CoreWeave IPO Underwhelms, but AI Ambitions Remain High

CoreWeave CEO CoreWeave CEO
IMAGE CREDITS: GETTY IMAGES

CoreWeave began trading on Friday with a subdued market response, pricing its shares at $40—below the initially proposed $47-$50 range. The company also reduced the number of shares offered. Ultimately raising $1.5 billion and securing a $14 billion market capitalization on its first day. This fell short of its earlier ambition to raise over $3 billion with a significantly higher valuation. Shares opened at $39 and closed at $40, signaling a lukewarm investor reception.

Despite the underwhelming debut, CoreWeave’s IPO stands as the largest AI-related public offering to date and the most significant U.S. tech IPO since 2021.

Chief Strategy Officer Brian Venturo, speaking from a plain conference room in a casual white hoodie, reflected on the company’s unconventional journey. CoreWeave’s origins trace back to a group of hedge fund managers who pivoted to crypto mining after their previous venture, Hudson Ridge, wound down during the U.S. fracking boom.

Venturo, alongside CoreWeave co-founders Michael Intrator and Brannin McBee, initially used machine learning models to analyze energy investments. When that chapter closed, they shifted focus to cryptocurrency mining, starting with a single GPU in their Manhattan office. One quickly became ten, then a thousand, and soon they were operating tens of thousands of GPUs out of a warehouse.

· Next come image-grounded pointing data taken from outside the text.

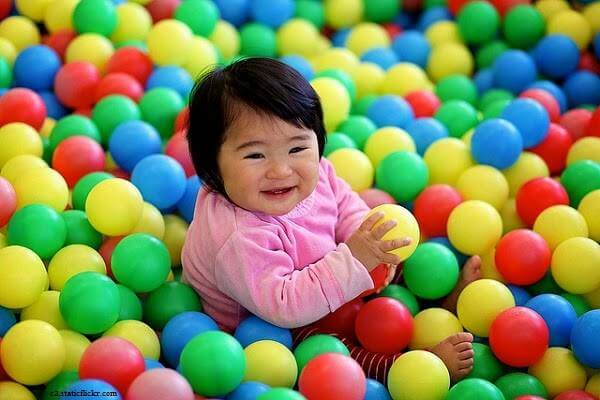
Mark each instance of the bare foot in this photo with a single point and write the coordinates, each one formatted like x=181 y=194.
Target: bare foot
x=456 y=352
x=470 y=272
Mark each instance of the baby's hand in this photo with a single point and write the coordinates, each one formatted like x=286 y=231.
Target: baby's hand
x=367 y=246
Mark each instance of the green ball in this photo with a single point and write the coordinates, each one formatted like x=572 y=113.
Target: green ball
x=169 y=300
x=457 y=87
x=200 y=16
x=403 y=295
x=258 y=40
x=474 y=389
x=579 y=179
x=403 y=175
x=213 y=363
x=478 y=22
x=90 y=302
x=95 y=16
x=80 y=231
x=160 y=107
x=111 y=111
x=39 y=228
x=518 y=384
x=523 y=26
x=431 y=272
x=141 y=262
x=317 y=345
x=358 y=128
x=458 y=116
x=85 y=185
x=485 y=364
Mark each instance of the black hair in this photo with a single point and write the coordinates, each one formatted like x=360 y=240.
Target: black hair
x=264 y=85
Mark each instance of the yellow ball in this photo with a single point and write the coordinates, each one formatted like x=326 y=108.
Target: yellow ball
x=446 y=160
x=92 y=48
x=297 y=36
x=485 y=183
x=589 y=208
x=226 y=38
x=527 y=167
x=70 y=261
x=335 y=101
x=418 y=375
x=569 y=376
x=134 y=23
x=449 y=59
x=572 y=24
x=23 y=277
x=403 y=78
x=575 y=265
x=141 y=335
x=474 y=227
x=480 y=303
x=169 y=42
x=114 y=207
x=354 y=167
x=45 y=308
x=43 y=186
x=559 y=223
x=151 y=222
x=20 y=31
x=433 y=325
x=385 y=141
x=75 y=345
x=32 y=352
x=271 y=363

At their peak, CoreWeave was the world’s largest Ethereum miner, running 50,000 Nvidia consumer GPUs—originally designed for gaming—under extreme conditions. This experience led them to develop advanced automation and monitoring systems to maintain hardware reliability.

Recognizing the broader potential of their GPU infrastructure, the team explored AI training but needed expertise. They found it through EleutherAI, an open-source AI research group. In exchange for access to CoreWeave’s hardware, EleutherAI provided insight into AI training workflows, helping the company refine its strategy.

What began as a learning opportunity quickly turned into a business breakthrough. AI startups connected to EleutherAI became CoreWeave’s first paying customers. Stability AI followed suit, and the company secured a major investment from Magnetar Capital after a dinner pitch where Venturo passionately argued for the future of AI.

CoreWeave’s growing reputation in the open-source AI community attracted OpenAI’s attention, leading to a partnership. Microsoft, OpenAI’s primary cloud provider and investor, soon became CoreWeave’s biggest customer. However, OpenAI recently signed a $12 billion deal directly with CoreWeave, overtaking Microsoft in significance.

Today, CoreWeave operates 32 data centers and manages 250,000 GPUs, including Nvidia’s sought-after Blackwell chips for AI applications. However, concerns loom over its financial structure. The company carries $7.6 billion in debt—much of it maturing within two years—against $1.9 billion in revenue, even with $15 billion in contracted commitments.

Venturo insists that each client deal is structured to offset the debt incurred from GPU purchases. Regardless of investor concerns, CoreWeave’s founders recognize their improbable rise—from hedge fund veterans and crypto miners to leaders in AI infrastructure.

“There were so many lucky breaks along the way—it’s crazy,” Venturo admitted.